Я догадываюсь, что она хочет соблазнить меня именно шопингом, но твердо стою на своем.

– Папа будет занят весь день. Не пойдет же он с нами вместе в СПА.

– Он будет с нами ужинать, – возражает мне мама.

– Мам, мне нужно готовить документы для поступления. Нам так много сейчас задают, что я просто не в состоянии была ими заняться в последнее время. – И это абсолютная правда.

Мама вздыхает.

– Хорошо, поедем как-нибудь в другой раз.

– Вы же можете поехать вместе с Надей. – Говорю я ей. – Я прекрасно справлюсь и без вас, обещаю.

Я вижу, что мама колеблется. Ей очень хочется уехать с острова, под любым предлогом. Зима очень плохо на нее действует. Она вызываем у нее клаустрофобию, на улице так серо и промозгло, что она не может заставить себя выйти из дома.

А еще она очень любит Нью-Йорк. Она жила там, когда ей было около двадцати, и каждый раз с ностальгией вспоминает о прогулках по городу с друзьями. Надя, развалившись на диване, присоединяется к разговору.

– Мам, ну пожалуйста, давай поедем вдвоем! Мне так хочется походить по магазинам, – и поспешно добавляет, – и увидеть папочку.

– Не знаю… Оставить тебя одну на все выходные?

– Мам, со мной все будет в порядке, – твердым и уверенным голосом заверяю ее я. – Я же оставалась одна в этом месяце и ничего не произошло.

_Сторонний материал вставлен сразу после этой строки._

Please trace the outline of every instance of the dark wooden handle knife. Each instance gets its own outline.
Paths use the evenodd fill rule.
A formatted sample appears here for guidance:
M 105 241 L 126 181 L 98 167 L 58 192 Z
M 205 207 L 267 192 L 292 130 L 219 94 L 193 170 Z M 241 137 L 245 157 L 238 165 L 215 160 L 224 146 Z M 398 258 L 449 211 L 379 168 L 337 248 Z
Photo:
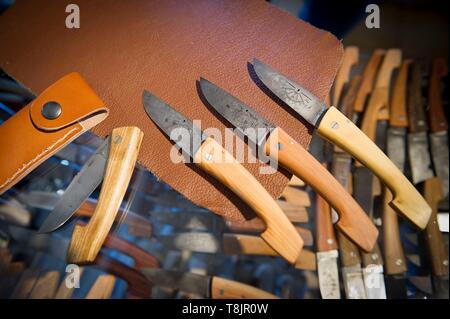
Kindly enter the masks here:
M 428 110 L 431 132 L 441 132 L 448 130 L 448 123 L 442 106 L 441 80 L 448 73 L 447 61 L 445 59 L 435 59 L 431 69 L 431 77 L 428 86 Z
M 428 125 L 422 98 L 422 70 L 417 63 L 412 63 L 410 68 L 408 85 L 409 131 L 411 133 L 426 132 Z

– Ладно… Я очень люблю рождественский Нью-Йорк, – говорит мама и смотрит на Надю. Та визжит. – Весь город как подарок в праздничной подарочной упаковке. – Она смотрит на меня и добавляет. – Ты могла бы пригласить Ренни, чтобы она составила тебе компанию.

– Может быть, – отвечаю я и вижу, как Надины брови ползут вверх. Я поворачиваюсь к ней спиной и наливаю в стаканы воды.

– Что у вас там происходит? – спрашивает мама. – Я уже давно ее у нас не видела.

– Ничего. Просто мы обе очень заняты.

Я вижу, что мама готовится задать следующий вопрос. Самое время поменять тему разговора.

– Мам, когда вы будете в Нью-Йорке, не могла бы ты купить мне тот крем для лица из салона, в который ты ходишь? Тот, что пахнет леденцами.

– Возможно, Санта и положит его в твой носок, – подмигивает мне мама.